As such, the expansion was built on campus land, which meant causing minimum impact on the surrounding environment. The design was completed with an acute awareness of light pollution and ways to eliminate it. In the same vein, easy access to surrounding facilities was accomplished by establishing comfortable, safe walking zones. The building also exhibits excellent performance, with a nearly ten percent reduction in energy use compared to the norm, and it uses 35 percent less water than the standard consumption rate while harvesting stormwater using existing infrastructure.

The designers also went out of their way to create fresh, healthy spaces that are as human-friendly as possible. The use of environmentally responsible and sustainable materials also contributes to the already great user experience in the spaces.
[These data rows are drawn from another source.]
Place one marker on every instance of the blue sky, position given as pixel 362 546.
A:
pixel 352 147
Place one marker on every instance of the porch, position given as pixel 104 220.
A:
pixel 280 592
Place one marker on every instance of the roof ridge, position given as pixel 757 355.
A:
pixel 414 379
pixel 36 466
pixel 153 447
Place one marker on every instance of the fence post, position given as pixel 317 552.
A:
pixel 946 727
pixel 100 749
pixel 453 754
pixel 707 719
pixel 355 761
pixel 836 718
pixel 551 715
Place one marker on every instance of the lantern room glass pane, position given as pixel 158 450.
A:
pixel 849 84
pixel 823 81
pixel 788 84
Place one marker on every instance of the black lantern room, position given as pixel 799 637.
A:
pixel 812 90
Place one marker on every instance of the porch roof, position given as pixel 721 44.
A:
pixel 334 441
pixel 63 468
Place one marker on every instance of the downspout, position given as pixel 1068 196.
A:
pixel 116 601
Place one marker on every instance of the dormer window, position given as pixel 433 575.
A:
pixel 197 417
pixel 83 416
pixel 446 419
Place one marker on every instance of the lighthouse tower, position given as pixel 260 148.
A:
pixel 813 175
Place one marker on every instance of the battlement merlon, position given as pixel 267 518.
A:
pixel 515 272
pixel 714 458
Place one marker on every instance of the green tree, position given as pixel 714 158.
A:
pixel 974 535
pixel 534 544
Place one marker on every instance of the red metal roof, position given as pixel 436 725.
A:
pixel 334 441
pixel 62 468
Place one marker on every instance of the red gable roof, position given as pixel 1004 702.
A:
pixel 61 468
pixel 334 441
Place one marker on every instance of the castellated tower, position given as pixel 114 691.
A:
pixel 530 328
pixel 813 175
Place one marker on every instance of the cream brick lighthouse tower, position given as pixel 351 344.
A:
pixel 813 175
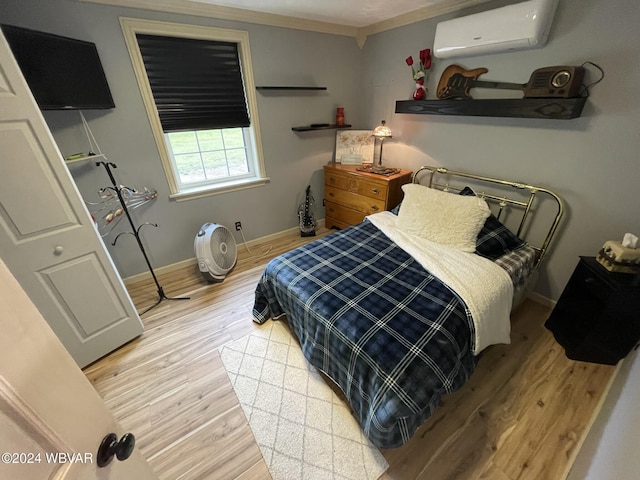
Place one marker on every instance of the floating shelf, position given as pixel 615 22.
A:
pixel 323 127
pixel 82 159
pixel 549 108
pixel 275 87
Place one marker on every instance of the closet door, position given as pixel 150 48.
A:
pixel 47 238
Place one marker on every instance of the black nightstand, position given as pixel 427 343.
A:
pixel 597 318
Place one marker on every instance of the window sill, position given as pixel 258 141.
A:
pixel 200 192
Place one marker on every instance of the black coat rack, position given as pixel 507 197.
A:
pixel 135 231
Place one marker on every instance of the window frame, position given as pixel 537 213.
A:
pixel 132 26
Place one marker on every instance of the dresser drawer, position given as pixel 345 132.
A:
pixel 354 201
pixel 359 185
pixel 341 217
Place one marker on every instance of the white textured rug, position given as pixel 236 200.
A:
pixel 303 429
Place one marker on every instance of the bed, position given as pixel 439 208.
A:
pixel 397 309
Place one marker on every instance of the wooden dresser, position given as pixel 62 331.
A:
pixel 350 194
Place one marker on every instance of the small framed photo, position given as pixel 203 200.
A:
pixel 354 147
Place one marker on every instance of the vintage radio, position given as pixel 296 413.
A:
pixel 616 258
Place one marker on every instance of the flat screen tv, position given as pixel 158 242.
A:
pixel 62 73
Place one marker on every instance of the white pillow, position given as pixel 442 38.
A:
pixel 442 217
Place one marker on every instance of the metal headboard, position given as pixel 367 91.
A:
pixel 439 177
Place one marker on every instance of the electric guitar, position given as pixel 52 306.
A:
pixel 557 82
pixel 305 215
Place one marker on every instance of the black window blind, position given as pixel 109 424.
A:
pixel 196 84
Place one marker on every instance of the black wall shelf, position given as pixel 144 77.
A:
pixel 549 108
pixel 308 128
pixel 276 87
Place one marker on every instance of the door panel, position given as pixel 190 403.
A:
pixel 86 315
pixel 52 420
pixel 47 237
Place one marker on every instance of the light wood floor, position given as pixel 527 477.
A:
pixel 523 414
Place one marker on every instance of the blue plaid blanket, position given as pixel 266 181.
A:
pixel 390 334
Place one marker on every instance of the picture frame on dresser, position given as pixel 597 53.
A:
pixel 354 147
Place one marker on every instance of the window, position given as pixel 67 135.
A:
pixel 198 91
pixel 204 157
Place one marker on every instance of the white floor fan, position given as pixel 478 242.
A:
pixel 216 251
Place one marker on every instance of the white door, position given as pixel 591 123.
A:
pixel 52 420
pixel 47 238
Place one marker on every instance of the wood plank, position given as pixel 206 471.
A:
pixel 523 414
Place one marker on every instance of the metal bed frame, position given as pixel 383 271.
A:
pixel 438 177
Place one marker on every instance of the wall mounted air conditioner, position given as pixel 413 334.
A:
pixel 514 27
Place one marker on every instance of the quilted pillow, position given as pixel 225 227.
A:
pixel 494 239
pixel 438 216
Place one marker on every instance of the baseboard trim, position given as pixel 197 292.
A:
pixel 159 271
pixel 192 261
pixel 541 299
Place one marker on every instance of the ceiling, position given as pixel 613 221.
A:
pixel 354 13
pixel 356 18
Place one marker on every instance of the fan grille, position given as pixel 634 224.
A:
pixel 223 248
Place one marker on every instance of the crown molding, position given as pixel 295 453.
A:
pixel 199 9
pixel 360 35
pixel 423 13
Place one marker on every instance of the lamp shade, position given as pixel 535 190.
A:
pixel 382 131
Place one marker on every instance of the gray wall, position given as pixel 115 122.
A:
pixel 591 161
pixel 280 56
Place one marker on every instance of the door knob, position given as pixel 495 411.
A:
pixel 111 446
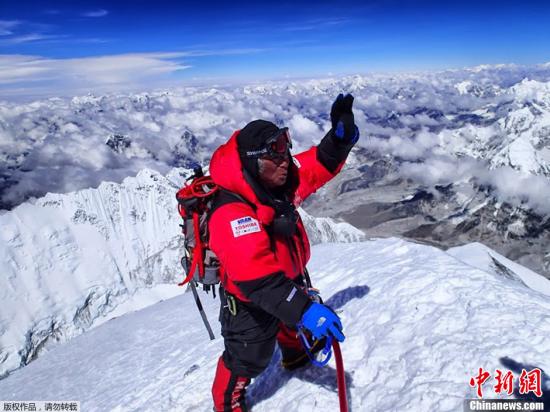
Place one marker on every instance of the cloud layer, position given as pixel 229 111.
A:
pixel 489 125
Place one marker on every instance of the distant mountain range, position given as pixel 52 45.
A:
pixel 67 260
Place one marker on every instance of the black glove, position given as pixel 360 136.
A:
pixel 343 122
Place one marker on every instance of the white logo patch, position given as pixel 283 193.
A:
pixel 244 226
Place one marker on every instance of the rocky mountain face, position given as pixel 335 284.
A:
pixel 70 259
pixel 375 197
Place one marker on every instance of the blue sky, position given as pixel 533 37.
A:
pixel 109 44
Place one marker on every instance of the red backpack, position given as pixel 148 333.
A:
pixel 200 264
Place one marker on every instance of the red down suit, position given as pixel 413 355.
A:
pixel 257 265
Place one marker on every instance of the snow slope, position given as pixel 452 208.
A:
pixel 484 258
pixel 67 260
pixel 419 323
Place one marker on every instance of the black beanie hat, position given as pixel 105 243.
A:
pixel 253 137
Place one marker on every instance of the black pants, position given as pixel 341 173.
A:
pixel 249 337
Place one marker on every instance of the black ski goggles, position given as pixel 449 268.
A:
pixel 277 146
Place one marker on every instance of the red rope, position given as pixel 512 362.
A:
pixel 340 376
pixel 198 253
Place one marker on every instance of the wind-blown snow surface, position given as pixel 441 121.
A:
pixel 67 260
pixel 491 123
pixel 419 323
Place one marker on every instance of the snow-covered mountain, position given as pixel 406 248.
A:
pixel 419 323
pixel 67 260
pixel 487 117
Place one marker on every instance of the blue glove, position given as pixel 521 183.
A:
pixel 321 321
pixel 342 119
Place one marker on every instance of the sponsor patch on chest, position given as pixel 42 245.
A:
pixel 244 226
Looking ahead, ESa is approaching the future of design and construction with a healthy dose of curiosity in terms of how the economic effects of geopolitics, in tandem with climate change and advances in technology, will change how we arrange our lives in relation to our living and work spaces. Word around the industry, according to Webb, is that adaptive reuse is on the rise, as is leveraging technology and innovation to enhance such spaces for quality living. The advent of autonomous vehicles, for instance, is leading to a rise in parking garage conversions and electric car charging station retrofitting.

No matter how the market may change, however, the ESa team is ready to adapt and build upon the principles of sustainable design and construction for generations to come.